Het lijkt me vanzelfsprekend dat iemand zoals ik geen kinderen neemt, en – als ze ze per ongeluk tóch dreigt te krijgen – er alles aan doet om zich tijdig van ze te verlossen. Een kind kun je nu eenmaal niet dwingen om het grootste deel van de dag stil te zitten; je kunt het niet verbieden te gillen, opgewonden te praten, te huilen, je aandacht op te eisen. Ik zou permanent oordoppen dragen en geregeld in de verleiding komen om het op te sluiten in een schuur of op een rommelzolder (als ik die had); als het nog klein was zou ik, tijdens een wandeling, ineens de neiging kunnen krijgen om het bij het eerste het beste huis te vondeling te leggen, vooral als het langer dan tien minuten zou huilen.

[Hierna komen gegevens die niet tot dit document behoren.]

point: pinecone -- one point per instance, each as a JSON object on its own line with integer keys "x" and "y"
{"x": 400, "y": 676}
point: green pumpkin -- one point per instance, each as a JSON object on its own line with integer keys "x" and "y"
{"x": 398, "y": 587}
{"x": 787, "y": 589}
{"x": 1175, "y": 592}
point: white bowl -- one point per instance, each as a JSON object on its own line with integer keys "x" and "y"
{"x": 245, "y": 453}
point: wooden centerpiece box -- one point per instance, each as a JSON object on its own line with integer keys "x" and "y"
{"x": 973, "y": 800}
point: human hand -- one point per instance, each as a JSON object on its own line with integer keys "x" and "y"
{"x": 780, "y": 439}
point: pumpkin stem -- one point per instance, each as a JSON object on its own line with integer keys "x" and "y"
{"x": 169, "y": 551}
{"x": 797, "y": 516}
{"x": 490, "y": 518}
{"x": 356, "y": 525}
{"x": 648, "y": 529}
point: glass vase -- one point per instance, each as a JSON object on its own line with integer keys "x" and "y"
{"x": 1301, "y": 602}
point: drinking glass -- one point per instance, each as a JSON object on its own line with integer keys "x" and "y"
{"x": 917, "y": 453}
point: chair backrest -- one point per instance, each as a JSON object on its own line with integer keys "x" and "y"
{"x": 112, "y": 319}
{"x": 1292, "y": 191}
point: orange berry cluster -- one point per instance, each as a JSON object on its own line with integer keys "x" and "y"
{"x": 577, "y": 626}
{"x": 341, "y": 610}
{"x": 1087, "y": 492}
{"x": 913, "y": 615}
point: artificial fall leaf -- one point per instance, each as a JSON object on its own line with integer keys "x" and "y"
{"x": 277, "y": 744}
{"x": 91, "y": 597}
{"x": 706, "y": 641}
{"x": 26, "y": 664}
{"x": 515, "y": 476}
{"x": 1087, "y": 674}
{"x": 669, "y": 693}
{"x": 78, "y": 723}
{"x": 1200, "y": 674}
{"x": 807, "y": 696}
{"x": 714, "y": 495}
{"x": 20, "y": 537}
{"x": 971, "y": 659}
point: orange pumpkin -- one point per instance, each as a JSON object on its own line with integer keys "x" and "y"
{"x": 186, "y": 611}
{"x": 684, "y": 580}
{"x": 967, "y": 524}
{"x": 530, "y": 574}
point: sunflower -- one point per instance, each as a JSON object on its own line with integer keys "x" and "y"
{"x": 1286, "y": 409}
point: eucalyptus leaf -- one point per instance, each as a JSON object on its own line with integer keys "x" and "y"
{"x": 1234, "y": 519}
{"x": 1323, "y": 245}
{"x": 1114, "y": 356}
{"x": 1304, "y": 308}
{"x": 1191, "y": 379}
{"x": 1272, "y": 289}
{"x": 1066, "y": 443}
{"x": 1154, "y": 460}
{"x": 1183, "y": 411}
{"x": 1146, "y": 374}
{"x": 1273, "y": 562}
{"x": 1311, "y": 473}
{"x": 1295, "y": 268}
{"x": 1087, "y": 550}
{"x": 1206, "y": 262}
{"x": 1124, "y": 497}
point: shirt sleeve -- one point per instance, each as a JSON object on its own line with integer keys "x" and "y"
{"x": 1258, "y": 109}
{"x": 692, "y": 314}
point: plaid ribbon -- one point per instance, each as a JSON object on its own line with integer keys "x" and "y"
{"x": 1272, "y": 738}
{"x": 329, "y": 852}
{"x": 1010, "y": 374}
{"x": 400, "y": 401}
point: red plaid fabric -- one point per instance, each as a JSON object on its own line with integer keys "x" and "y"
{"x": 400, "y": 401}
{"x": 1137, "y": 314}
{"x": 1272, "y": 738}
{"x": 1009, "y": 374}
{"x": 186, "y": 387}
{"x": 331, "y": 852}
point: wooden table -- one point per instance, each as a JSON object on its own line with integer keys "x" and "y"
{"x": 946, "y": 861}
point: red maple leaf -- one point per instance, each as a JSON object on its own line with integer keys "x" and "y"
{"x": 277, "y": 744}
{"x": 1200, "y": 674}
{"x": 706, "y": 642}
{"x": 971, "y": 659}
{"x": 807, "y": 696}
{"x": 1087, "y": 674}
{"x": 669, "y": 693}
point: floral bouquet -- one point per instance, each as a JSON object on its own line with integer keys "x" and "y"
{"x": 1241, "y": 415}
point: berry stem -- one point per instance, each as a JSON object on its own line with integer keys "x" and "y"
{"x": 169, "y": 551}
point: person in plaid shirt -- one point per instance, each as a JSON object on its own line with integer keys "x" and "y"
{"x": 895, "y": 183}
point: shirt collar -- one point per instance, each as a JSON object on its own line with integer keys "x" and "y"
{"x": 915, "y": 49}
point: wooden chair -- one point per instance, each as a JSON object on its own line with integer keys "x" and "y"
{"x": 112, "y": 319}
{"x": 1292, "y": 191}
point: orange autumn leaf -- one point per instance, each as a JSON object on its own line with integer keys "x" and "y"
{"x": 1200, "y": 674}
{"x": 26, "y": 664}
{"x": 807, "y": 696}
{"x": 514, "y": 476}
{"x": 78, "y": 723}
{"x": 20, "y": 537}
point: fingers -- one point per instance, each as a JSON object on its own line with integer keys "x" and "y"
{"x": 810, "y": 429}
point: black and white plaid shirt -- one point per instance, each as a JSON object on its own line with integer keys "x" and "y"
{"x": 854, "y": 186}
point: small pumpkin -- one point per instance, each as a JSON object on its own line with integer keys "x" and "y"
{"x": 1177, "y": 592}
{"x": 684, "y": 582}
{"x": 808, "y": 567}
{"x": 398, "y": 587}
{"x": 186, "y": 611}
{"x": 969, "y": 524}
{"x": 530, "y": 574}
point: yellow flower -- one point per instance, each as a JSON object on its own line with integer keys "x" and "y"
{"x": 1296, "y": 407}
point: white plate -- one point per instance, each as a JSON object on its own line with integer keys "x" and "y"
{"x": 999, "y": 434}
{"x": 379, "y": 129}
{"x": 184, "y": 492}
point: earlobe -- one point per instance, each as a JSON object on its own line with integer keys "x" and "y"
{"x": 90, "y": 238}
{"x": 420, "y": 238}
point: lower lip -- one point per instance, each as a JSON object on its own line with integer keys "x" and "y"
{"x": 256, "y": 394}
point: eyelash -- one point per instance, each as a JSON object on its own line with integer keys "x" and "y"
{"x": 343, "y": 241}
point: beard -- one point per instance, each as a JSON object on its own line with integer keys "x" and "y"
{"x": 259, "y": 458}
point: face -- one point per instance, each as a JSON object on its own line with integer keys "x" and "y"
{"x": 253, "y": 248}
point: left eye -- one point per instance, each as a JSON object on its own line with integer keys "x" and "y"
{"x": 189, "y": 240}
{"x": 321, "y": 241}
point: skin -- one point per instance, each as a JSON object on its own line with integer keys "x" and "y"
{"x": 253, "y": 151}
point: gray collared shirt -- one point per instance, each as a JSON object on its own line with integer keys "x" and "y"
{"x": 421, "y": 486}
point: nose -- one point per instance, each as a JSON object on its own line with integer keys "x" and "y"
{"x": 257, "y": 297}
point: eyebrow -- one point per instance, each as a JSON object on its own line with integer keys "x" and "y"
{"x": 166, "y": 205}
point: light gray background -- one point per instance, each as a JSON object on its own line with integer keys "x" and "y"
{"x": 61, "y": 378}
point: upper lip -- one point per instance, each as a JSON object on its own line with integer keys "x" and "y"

‘Maar bij je eigen kind is het anders’, zeggen mensen tegen me, mijn moeder, een vriendin, een goede vriend. ‘Van je eigen kind kun je wel wat hebben. Dan heb je het ervoor over. Het wordt beter zodra ze naar school gaan’, et cetera. ‘Sommige mensen zijn nu eenmaal geschikter voor het moederschap dan andere’, sputter ik tegen, maar volgens hen ben ik juist heel geschikt. ‘Je bent zelf rustig, dus zul je waarschijnlijk ook een rustig kindje krijgen. En je moet zorgen dat de vader een zorgzaam type is, zodat je er niet alleen voor komt te staan.’ Kortom, redenen genoeg om ook als hypergevoelige einzelgänger zonder kinderwens aan kinderen te beginnen. ‘Je zult er versteld van staan hoe sterk je moedergevoelens zullen zijn. Eigenlijk gaat het vanzelf, wanneer het eenmaal zo ver is.’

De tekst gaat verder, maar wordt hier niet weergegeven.